Drug users are not beyond redemption
The responsibility for inciting death to drug users lies squarely on President Duterte, but his attitude—that drug users are an unqualified evil—has been the attitude of many Filipinos for decades. Seen in political terms, this attitude sustains the viability of draconian antidrug measures, and enables the President to double down on his macabre war on drugs.
Consider this statement of the Catholic Bishops’ Conference of the Philippines in 1972—the year Ferdinand Marcos imposed martial law and embarked on his own war on drugs—which sounds very much like Mr. Duterte’s rhetoric:
A country whose youths are mental and physical wrecks will be hopelessly doomed to ignominy unredeemable until, if that is possible, a new and strong breed will rise up from the ruins. These are the worst saboteurs and are worthy of the highest punishments. For they destroy the youth, the hope of the land.
When shabu began to be used in the Philippines in the 1980s, it was met with the same attitude. Reflecting the public sentiment, the Supreme Court opined in 1988:
It is of common knowledge that drug addicts become useless if not dangerous members of society and in some instances turn up to be among the living dead… The peddlers of drugs are actually agents of destruction. They deserve no less than the maximum penalty.
Years later, Presidents Joseph Estrada and Gloria Arroyo would draw political capital from their respective war on drugs. When Estrada’s interior secretary Fred Lim spray-painted the houses of suspected drug lords in 1999, he was cheered on by many, and would have continued to do so had the Court of Appeals not declared his action unconstitutional. Arroyo, for her part, oversaw an escalation of harsh antidrug measures, which reduced the age of criminal liability from “under 18” to “under 15.”

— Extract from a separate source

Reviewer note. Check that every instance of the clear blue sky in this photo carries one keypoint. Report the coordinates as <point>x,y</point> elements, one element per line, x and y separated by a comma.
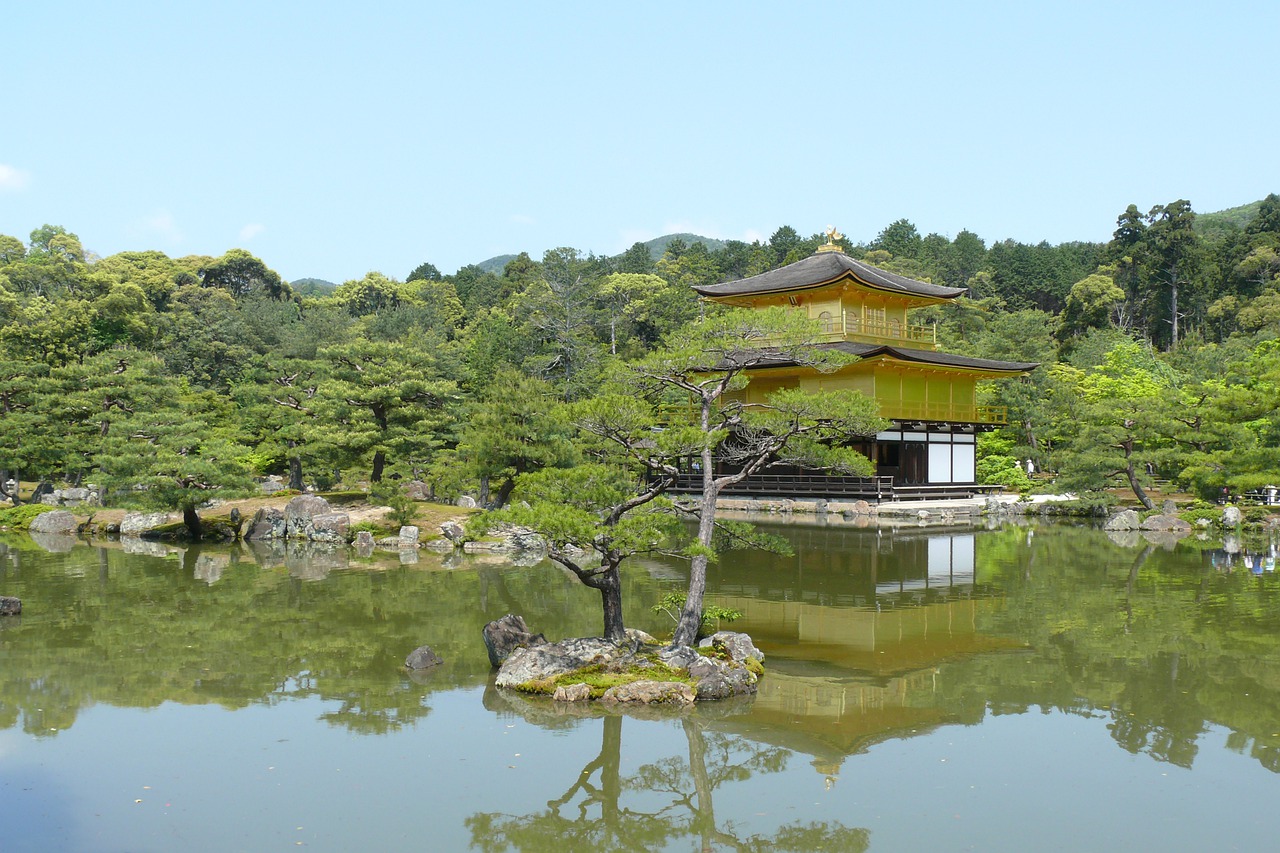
<point>337,138</point>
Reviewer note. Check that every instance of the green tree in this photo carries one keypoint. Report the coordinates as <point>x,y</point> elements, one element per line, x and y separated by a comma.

In the Inquirer’s “Talk of the Town” in 2001, a group of commenters called for the tough penalties being implemented or considered today: “Restore death by firing squad.” “Kill the dealers and the pushers.” “Vigilantes are the answer.” As though telegraphed into the future, someone wrote: “Experience shows that most of the suspects are released from detention only to continue their illegal activities. That’s why I support Davao City Mayor Rodrigo Duterte’s tough stance against drug dealers which some rights groups denounce as inhuman, despite its effectiveness.”

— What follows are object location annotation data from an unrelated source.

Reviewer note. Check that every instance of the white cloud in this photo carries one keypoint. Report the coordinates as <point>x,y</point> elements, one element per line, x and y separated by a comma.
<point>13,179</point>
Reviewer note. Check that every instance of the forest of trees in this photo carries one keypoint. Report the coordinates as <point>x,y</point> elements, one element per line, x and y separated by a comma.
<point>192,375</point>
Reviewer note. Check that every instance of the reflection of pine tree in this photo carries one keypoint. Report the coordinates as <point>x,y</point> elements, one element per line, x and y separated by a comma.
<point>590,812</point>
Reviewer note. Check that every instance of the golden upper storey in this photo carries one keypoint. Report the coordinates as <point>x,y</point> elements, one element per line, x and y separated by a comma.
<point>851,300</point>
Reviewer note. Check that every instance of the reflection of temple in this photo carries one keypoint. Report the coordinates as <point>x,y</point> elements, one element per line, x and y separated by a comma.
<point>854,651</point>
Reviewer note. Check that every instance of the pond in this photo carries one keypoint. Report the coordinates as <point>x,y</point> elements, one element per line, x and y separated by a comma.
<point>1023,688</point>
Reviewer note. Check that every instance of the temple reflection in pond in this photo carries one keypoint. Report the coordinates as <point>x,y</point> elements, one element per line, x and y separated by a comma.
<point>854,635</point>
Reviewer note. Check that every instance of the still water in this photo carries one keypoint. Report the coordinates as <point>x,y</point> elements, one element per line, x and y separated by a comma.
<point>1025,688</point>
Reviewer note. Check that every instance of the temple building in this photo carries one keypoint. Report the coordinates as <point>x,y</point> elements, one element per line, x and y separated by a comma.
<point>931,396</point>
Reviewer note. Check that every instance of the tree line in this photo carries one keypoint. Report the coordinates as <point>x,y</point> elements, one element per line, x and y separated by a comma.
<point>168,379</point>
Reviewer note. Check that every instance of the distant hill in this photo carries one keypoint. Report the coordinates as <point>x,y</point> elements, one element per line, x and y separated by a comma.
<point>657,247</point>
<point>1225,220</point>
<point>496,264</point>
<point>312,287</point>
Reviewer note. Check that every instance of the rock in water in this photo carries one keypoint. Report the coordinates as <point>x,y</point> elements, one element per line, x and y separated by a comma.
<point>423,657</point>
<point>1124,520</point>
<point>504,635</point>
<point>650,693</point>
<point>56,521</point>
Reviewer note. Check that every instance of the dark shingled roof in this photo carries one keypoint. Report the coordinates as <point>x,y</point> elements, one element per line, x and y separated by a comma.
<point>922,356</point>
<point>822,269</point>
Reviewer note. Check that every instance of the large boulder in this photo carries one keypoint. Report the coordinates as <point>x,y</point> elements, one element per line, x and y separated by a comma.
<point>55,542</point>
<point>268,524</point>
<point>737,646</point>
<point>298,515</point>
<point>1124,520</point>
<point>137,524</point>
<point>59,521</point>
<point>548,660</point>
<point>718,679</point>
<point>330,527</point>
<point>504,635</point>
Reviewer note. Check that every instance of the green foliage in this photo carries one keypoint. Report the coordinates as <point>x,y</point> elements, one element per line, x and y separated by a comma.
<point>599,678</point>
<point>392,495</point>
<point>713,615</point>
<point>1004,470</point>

Today, as the extrajudicial killings continue, it cannot be denied that we live in a time of exceptional crisis. Viewing the issue in the light of history, we can also say that Mr. Duterte’s policies are a culmination of what was done and conceived in the past, and made possible by a certain (mis)understanding of the drug problem: Then as now, drug users are seen as a “social evil” that must be eliminated.
To be fair, I don’t think many Filipinos would go as far as to call for death for drug users (until recently, antidrug slogans emphasized the need to “save the user”). And I’m sure the CBCP never thought of killing, whether legal or extrajudicial, as the “highest punishment.”
Even so, the people’s lack of empathy for drug users is very clear in the popular support Mr. Duterte still enjoys. While some of this resentment is understandable—it is true, after all, that some drug users, those who are engaged in criminal activity, are harming our society and must face justice—generalizing criminal behavior to an imagined “4 million,” and conflating users with pushers and traffickers is a dangerous attitude—one that opens up a Pandora’s box of violence.
Alongside our call to Mr. Duterte to end his violent rhetoric, then, we should also work on correcting misconceptions on drug users. I have mentioned just one: generalizing them as criminal, mentally damaged “addicts.” Let me end with another: refusing to believe in their capacity to change.
If we believe that drug users are truly “irredeemable,” then we will find no place for them in our society. We can only move toward solving the drug problem when we see drug users as fellow human beings: imperfect, flawed, and needful of help—but not beyond redemption.
Gideon Lasco (www.gideonlasco.com) is a medical doctor and anthropologist.